Machine translation and automatic dictionary in Yandex
Each large product includes many complex and interesting technologies that people, often devoting their whole life to them, worked on. And Yandex has implemented many of our colleagues' developments, which may remain unnoticed by non-specialists and appear to be insignificant details. For example, one of the cloud technologies of Yandex, which are integrated into the browser, has become our own translator.
Yandex.Transfer itself came out of beta a few months ago. It is distinguished from other few similar services by its auto dictionary, the unique technology of which was developed by a team of linguists and programmers of Yandex. During its development, it was possible to combine modern statistical approaches of machine translation and traditional linguistic tools.
')
To understand how important a step in the development of machine translation is the appearance of an autos-dictionary, it is worth remembering that syntax translators were distributed 20 years ago, for which phrase matching tables in different languages ​​were compiled manually. The process of their creation began to change only in the late 1990s, when the first statistical translators appeared. Parallel texts were used to teach their translation models. Documents in which the same thing is written in different languages ​​have been extracted, for example, from diplomatic documentation. A large base of parallel texts became UN documents. But it was impossible to create a general translator in such a lexicon, because he translated even informal texts in a dry diplomatic language.
The solution to the problem of learning a universal translation model was the use of parallel documents extracted from search engine indices. And these are not only multilingual sites that were originally created in several languages. For example, a document appeared on the Internet with text about some event.
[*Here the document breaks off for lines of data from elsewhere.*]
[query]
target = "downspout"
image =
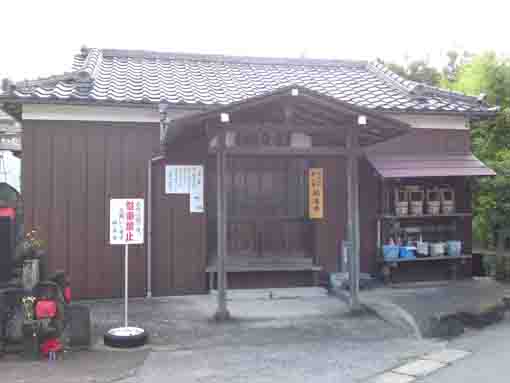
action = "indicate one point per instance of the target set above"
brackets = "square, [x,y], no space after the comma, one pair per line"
[162,131]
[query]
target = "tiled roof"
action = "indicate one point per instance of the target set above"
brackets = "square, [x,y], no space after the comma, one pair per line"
[7,123]
[116,76]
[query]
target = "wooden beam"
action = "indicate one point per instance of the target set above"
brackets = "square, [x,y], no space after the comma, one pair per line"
[353,215]
[222,311]
[276,126]
[288,151]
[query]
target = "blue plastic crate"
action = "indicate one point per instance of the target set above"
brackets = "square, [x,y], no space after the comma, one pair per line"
[390,251]
[407,252]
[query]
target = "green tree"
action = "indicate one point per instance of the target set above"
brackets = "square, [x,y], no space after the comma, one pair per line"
[489,74]
[418,70]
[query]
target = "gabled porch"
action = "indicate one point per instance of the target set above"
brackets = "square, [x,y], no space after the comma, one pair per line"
[264,213]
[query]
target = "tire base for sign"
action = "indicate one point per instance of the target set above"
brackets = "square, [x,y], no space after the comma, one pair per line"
[125,337]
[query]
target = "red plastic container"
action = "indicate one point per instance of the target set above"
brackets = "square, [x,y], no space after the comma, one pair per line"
[45,309]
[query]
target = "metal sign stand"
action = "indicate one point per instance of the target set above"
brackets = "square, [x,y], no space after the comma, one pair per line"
[126,284]
[126,226]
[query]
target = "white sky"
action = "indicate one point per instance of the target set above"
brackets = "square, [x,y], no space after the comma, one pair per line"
[39,37]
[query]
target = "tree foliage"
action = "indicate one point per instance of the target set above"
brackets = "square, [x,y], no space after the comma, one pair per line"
[489,74]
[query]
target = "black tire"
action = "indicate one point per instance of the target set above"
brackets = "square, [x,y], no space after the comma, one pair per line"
[78,328]
[136,338]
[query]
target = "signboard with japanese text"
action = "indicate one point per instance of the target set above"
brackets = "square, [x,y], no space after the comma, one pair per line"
[315,193]
[186,179]
[126,221]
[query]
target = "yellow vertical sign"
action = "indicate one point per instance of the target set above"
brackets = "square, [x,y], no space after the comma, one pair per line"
[315,193]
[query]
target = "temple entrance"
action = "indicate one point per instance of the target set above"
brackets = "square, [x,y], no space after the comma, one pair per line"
[266,205]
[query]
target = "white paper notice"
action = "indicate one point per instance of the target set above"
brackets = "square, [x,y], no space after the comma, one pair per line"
[186,179]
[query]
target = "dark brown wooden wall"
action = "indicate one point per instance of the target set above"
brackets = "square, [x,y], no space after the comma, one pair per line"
[70,170]
[179,251]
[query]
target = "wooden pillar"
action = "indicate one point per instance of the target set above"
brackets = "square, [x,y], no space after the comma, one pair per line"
[222,311]
[352,144]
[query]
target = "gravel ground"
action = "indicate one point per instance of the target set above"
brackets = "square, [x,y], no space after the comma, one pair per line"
[311,338]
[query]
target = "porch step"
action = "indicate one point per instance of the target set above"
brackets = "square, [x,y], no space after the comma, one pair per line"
[245,264]
[276,293]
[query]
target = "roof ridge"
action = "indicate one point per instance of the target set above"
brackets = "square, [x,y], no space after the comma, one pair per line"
[92,61]
[386,74]
[417,89]
[226,58]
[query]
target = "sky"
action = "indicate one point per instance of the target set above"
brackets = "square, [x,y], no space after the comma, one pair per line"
[39,38]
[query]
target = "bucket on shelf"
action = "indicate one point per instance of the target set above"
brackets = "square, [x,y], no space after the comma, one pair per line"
[454,248]
[437,249]
[407,252]
[422,248]
[390,252]
[401,201]
[416,199]
[447,200]
[433,201]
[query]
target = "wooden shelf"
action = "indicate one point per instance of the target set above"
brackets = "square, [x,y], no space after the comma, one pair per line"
[421,259]
[425,216]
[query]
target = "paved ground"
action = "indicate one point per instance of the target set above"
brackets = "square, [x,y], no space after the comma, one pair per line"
[422,303]
[289,339]
[488,362]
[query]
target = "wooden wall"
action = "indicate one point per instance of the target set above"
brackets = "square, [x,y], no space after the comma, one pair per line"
[70,170]
[179,251]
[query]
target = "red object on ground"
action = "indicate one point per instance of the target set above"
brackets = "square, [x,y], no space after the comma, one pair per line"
[67,294]
[8,212]
[51,345]
[45,309]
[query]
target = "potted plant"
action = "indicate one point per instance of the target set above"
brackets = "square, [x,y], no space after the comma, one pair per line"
[32,246]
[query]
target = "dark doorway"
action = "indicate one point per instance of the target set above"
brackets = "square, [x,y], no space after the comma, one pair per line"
[266,199]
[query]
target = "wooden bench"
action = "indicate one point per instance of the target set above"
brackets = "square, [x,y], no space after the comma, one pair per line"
[235,264]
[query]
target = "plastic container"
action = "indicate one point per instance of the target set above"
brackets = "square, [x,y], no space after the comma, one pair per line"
[437,249]
[390,251]
[401,201]
[422,248]
[454,248]
[407,252]
[433,201]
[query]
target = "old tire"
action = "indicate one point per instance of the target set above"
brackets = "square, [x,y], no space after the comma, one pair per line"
[125,337]
[79,325]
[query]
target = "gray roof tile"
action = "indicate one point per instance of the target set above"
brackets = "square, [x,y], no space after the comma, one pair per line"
[151,77]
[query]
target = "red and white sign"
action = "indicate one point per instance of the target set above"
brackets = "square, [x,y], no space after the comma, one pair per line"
[126,221]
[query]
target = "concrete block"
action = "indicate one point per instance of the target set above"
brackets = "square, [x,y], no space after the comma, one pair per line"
[391,377]
[419,368]
[447,355]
For him, a kind of “passport” is created with characteristic (contrasting) words, which is then compared with passports of other documents, and if they coincide, it is concluded that this is a text about the same, but in different languages. This process requires significant computational resources because it has to process billions of web documents.
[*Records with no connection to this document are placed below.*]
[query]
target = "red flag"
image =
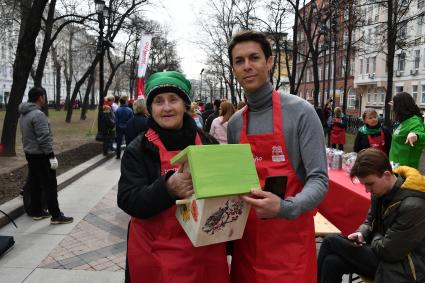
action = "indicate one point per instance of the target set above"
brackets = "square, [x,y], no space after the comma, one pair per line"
[140,91]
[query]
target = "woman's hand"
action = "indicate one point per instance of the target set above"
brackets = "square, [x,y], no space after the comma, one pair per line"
[357,239]
[179,185]
[411,138]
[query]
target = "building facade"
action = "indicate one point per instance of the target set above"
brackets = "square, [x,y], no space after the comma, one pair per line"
[332,45]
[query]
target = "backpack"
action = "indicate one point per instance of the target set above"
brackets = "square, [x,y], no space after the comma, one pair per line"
[6,242]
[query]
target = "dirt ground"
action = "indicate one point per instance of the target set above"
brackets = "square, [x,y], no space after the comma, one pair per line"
[73,144]
[12,182]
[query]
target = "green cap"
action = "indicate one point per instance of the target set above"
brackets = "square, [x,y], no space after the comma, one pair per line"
[167,82]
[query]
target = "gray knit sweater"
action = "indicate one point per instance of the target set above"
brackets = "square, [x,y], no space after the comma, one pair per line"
[305,143]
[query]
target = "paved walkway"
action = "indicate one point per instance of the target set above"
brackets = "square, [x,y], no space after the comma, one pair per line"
[91,249]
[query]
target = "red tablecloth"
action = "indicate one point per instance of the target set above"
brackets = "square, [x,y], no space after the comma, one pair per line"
[346,204]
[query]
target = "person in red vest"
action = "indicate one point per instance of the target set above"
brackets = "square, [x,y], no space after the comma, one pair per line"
[158,249]
[286,138]
[372,133]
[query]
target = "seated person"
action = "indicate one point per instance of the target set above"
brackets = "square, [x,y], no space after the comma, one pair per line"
[390,245]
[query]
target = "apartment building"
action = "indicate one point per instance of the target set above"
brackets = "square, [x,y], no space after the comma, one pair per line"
[371,74]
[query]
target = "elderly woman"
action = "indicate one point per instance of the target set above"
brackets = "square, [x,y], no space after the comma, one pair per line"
[219,125]
[408,138]
[158,249]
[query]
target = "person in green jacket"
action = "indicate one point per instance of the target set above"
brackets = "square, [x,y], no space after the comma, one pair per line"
[408,139]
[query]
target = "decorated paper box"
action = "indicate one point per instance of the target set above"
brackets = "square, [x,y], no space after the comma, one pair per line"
[220,173]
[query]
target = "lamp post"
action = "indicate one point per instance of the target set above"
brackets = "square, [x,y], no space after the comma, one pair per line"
[200,91]
[102,13]
[334,23]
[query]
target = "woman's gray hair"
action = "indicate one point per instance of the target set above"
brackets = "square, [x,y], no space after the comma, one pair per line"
[139,106]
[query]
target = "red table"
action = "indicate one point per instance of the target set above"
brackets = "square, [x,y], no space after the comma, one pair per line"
[346,204]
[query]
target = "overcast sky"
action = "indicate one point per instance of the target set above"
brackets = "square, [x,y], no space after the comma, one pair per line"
[180,17]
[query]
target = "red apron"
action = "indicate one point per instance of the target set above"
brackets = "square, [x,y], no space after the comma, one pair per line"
[274,250]
[160,251]
[337,134]
[377,142]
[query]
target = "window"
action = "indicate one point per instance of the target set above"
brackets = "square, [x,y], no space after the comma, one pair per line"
[423,95]
[417,59]
[415,92]
[403,31]
[400,61]
[367,65]
[424,59]
[419,22]
[352,99]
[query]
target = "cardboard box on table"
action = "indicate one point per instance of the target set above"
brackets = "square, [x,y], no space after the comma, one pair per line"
[220,173]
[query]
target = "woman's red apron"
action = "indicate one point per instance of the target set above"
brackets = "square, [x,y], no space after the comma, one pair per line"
[159,249]
[378,141]
[337,134]
[274,250]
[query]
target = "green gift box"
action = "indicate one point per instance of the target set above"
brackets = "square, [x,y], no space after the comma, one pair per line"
[215,213]
[220,170]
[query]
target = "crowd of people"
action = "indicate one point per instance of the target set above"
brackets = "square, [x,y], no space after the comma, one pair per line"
[287,137]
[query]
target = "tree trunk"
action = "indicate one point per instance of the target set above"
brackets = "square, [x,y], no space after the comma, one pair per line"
[87,97]
[316,82]
[92,99]
[77,87]
[58,86]
[25,54]
[292,78]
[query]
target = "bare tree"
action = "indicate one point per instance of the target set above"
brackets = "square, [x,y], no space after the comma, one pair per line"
[31,13]
[226,18]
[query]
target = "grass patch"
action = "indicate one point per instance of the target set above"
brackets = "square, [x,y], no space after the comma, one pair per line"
[65,135]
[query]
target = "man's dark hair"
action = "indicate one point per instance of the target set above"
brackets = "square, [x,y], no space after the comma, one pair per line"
[250,35]
[404,106]
[35,92]
[370,161]
[123,101]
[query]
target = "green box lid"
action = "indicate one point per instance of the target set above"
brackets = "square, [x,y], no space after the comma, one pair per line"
[220,170]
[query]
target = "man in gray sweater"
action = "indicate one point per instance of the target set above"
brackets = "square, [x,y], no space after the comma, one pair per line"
[286,139]
[37,142]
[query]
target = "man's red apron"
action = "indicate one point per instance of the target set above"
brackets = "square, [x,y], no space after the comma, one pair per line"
[378,141]
[274,250]
[159,249]
[337,134]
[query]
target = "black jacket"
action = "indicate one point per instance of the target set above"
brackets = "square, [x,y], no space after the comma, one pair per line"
[136,125]
[107,123]
[361,141]
[395,229]
[141,189]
Naturally, not all sentences in such texts will be consecutive translations of each other. In order to create correspondence tables of words and phrases with all possible translations, you need to do a special alignment and throw out those that accidentally got there. As a result, it turns out that, for example, 20–30 English correspond to each Russian word.
Virtually the entire process described above is based on statistical methods and probability theory. An automatic translator knows the magnitude of the probability of each translation and, based on it, quickly makes his choice on the language model from dozens of options, and sometimes hundreds.
It seems that for the accuracy of the translation and the accounting of the text stylistics, you only need to show the variants of the translations to the person and he will select the word that is most suitable for the context and style. But these are statistical fragments of the text, which in themselves can not carry any meaning for a simple user. At least, because he can see thousands of options for one word, which does not help him. Especially if the person does not know very well the language into which he translates.
An autoscript solves the problem of choice by choosing only the most suitable translations and showing them in a form that is readable for the simple user. To this end, our team of specialists carried out complex and resource-intensive work. First, we made the auto dictionary display the dictionary form of the word. Secondly, they taught us to identify from the entire set of phrases really stable phrases that a person can then formulate.
There are other difficulties in compiling an automatic dictionary. For example, when a user requests a word to be translated without a context, then in order to group variations in another language, one has to display all its meanings. And often in a language that is unfamiliar to him. To help a person navigate through the translation options, you need not only to show all the main meanings of a word, but also to group them by their meanings.
For this, a dictionary of synonyms is used, which is also based on the statistical data accumulated by us in the process of building a translation model. Due to the fact that there are both directions of translation in Yandex.Translate, we know that different words of one language often translate into the same word of another language. This suggests that they are synonymous. Thus, we automatically form groups of translations, each of which has its own meaning.
As a result, the Yandex.Translate user does not need to additionally view articles from ordinary dictionaries in order to select a more accurate translation. An autoscript will show him an automatically generated article in which there will even be examples of the use of the word. In addition, based on statistics of word usage on the Internet, the automatic dictionary is updated faster. Thanks to all this, translations made with the help of a Yandex machine translator will be much better.